While accompanied by the rhetoric of reform, this weekend’s purge resembles the approach of authoritarian regimes such as China. President Xi Jinping has used a similar anti-corruption theme to replace a generation of party and military leaders and to alter the collective leadership style adopted by recent Chinese rulers.

    MBS is emboldened by strong support from President Trump and his inner circle, who see him as a kindred disrupter of the status quo — at once a wealthy tycoon and a populist insurgent. It was probably no accident that last month, Jared Kushner, Trump’s senior adviser and son-in-law, made a personal visit to Riyadh. The two princes are said to have stayed up until nearly 4 a.m. several nights, swapping stories and planning strategy.



goobster:

There are dark rooms in the basements of government buildings in Virginia and Maryland where people with high level security access are sitting up late at night mapping out possible Saudi futures.

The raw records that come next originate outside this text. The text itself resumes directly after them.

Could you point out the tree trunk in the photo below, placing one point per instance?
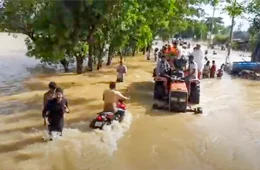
(65, 65)
(256, 54)
(110, 55)
(79, 64)
(133, 52)
(90, 57)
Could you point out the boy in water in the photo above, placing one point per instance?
(220, 71)
(206, 70)
(110, 97)
(213, 69)
(50, 93)
(121, 70)
(53, 112)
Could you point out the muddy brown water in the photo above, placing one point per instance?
(225, 137)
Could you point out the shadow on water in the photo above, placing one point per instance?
(90, 108)
(18, 145)
(34, 86)
(41, 69)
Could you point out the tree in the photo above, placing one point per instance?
(234, 9)
(21, 16)
(253, 8)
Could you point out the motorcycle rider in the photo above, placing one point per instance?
(110, 97)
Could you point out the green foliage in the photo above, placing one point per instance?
(68, 29)
(220, 39)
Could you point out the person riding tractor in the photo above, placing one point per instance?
(164, 79)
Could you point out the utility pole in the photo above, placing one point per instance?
(212, 23)
(231, 35)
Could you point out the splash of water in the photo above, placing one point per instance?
(105, 140)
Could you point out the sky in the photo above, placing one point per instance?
(242, 21)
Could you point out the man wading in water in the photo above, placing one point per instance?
(50, 94)
(121, 70)
(111, 97)
(53, 112)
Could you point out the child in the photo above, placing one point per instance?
(206, 70)
(213, 69)
(220, 71)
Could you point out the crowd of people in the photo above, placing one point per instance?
(55, 105)
(169, 54)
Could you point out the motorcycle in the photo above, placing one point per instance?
(106, 118)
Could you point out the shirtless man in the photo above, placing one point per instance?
(111, 97)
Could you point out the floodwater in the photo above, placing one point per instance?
(225, 137)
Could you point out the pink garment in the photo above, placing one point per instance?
(121, 70)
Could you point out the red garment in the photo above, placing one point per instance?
(213, 71)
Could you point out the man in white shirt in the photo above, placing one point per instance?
(193, 68)
(198, 58)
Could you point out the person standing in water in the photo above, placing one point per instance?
(54, 111)
(121, 70)
(110, 97)
(50, 94)
(198, 58)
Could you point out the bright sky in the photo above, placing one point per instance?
(243, 21)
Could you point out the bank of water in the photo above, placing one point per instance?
(225, 137)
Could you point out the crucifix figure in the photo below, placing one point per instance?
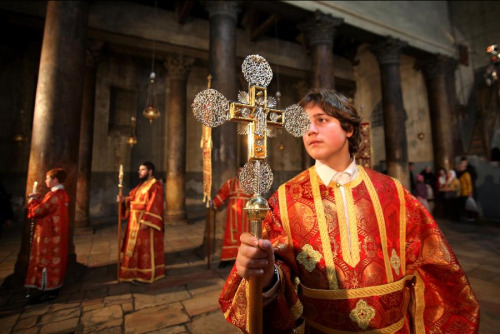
(256, 111)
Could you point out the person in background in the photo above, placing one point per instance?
(421, 192)
(466, 192)
(472, 172)
(6, 213)
(430, 182)
(452, 192)
(49, 243)
(440, 207)
(143, 258)
(346, 249)
(413, 183)
(236, 219)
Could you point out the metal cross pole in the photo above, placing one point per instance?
(255, 111)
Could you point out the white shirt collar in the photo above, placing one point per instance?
(57, 187)
(327, 174)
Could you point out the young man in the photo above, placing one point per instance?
(49, 243)
(347, 249)
(143, 256)
(236, 220)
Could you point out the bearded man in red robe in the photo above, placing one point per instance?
(347, 249)
(143, 259)
(49, 245)
(236, 219)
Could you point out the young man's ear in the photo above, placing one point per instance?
(350, 132)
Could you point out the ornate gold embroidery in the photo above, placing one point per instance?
(309, 257)
(395, 261)
(362, 314)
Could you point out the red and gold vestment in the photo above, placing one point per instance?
(49, 246)
(143, 257)
(386, 269)
(236, 219)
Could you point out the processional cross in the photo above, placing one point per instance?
(257, 117)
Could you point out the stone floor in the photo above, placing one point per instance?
(185, 301)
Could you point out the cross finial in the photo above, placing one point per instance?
(257, 114)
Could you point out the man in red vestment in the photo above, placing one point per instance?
(143, 259)
(236, 219)
(49, 243)
(347, 249)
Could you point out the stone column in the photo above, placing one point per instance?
(439, 108)
(388, 53)
(301, 89)
(320, 31)
(86, 135)
(178, 68)
(223, 21)
(450, 80)
(56, 120)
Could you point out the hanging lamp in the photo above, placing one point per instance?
(151, 112)
(132, 140)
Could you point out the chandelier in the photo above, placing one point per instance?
(491, 74)
(151, 112)
(132, 139)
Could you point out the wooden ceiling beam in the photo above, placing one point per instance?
(183, 10)
(261, 29)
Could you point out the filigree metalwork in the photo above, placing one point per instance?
(257, 71)
(210, 108)
(243, 129)
(256, 177)
(296, 120)
(243, 97)
(271, 102)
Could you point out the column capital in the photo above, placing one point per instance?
(320, 29)
(228, 8)
(93, 53)
(388, 50)
(433, 67)
(178, 66)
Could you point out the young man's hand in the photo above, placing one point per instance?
(255, 258)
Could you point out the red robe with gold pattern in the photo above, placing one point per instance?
(143, 257)
(388, 269)
(49, 246)
(236, 220)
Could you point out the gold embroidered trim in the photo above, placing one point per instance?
(309, 257)
(134, 231)
(350, 250)
(154, 215)
(150, 225)
(323, 229)
(395, 261)
(362, 314)
(297, 308)
(344, 238)
(284, 213)
(402, 226)
(369, 291)
(380, 220)
(419, 301)
(387, 330)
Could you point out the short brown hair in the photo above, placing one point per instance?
(338, 106)
(57, 173)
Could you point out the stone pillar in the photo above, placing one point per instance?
(86, 135)
(56, 120)
(388, 53)
(223, 21)
(301, 88)
(178, 68)
(450, 80)
(320, 31)
(439, 108)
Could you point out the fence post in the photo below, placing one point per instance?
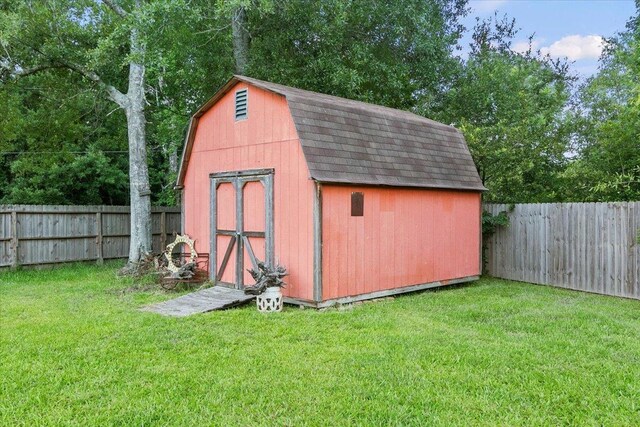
(163, 231)
(100, 258)
(14, 239)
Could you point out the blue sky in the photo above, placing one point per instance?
(563, 28)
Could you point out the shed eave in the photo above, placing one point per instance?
(399, 185)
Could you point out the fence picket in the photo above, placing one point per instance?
(586, 246)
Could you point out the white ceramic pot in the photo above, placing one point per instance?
(270, 300)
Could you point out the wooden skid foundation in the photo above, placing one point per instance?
(379, 294)
(215, 298)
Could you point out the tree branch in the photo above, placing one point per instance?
(16, 70)
(115, 95)
(116, 8)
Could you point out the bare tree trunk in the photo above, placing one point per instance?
(140, 191)
(241, 39)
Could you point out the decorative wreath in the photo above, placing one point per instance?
(180, 238)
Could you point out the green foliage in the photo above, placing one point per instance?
(530, 141)
(76, 350)
(491, 222)
(607, 165)
(397, 54)
(510, 108)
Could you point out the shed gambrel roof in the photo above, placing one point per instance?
(352, 142)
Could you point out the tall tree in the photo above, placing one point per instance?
(81, 36)
(397, 54)
(510, 107)
(607, 165)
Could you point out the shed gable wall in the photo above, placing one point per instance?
(405, 237)
(267, 138)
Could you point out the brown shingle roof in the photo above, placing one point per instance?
(346, 141)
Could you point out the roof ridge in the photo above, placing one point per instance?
(288, 90)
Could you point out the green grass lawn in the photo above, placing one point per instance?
(75, 350)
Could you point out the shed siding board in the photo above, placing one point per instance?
(266, 139)
(406, 237)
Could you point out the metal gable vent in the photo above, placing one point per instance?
(241, 104)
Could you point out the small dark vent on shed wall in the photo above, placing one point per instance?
(241, 104)
(357, 204)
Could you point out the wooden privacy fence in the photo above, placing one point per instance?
(32, 235)
(592, 247)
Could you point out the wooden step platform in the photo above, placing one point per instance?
(215, 298)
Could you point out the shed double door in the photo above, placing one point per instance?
(241, 225)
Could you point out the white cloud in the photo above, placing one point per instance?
(486, 5)
(576, 47)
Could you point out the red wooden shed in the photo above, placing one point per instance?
(357, 200)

The House of Saud is a byzantine network of political, familial, and social connections and loyalties and debts and credits, and it all happens in rooms built upon more cash than most people can imagine.

MBS has moved from nobody to a very interesting next-in-line-to-the-throne-and-the-purse-strings position. And he's young. And he's a poor strategist. And he has weirdly liberal tendencies (women driving was his issue he pushed through) while also coveting and keeping a laser-focus on the sole goal of obtaining the absolute power of the monarch.

And it hasn't even been 20 years.

Shit's gonna get REAL interesting in the next 5 years or so, when his dad kicks the bucket or abdicates to his #1 Son.

(This isn't even touching on the web of interrelationships between the bin-Laden construction family, and the House of Saud. That's a whole 'nother scary pile of shit.)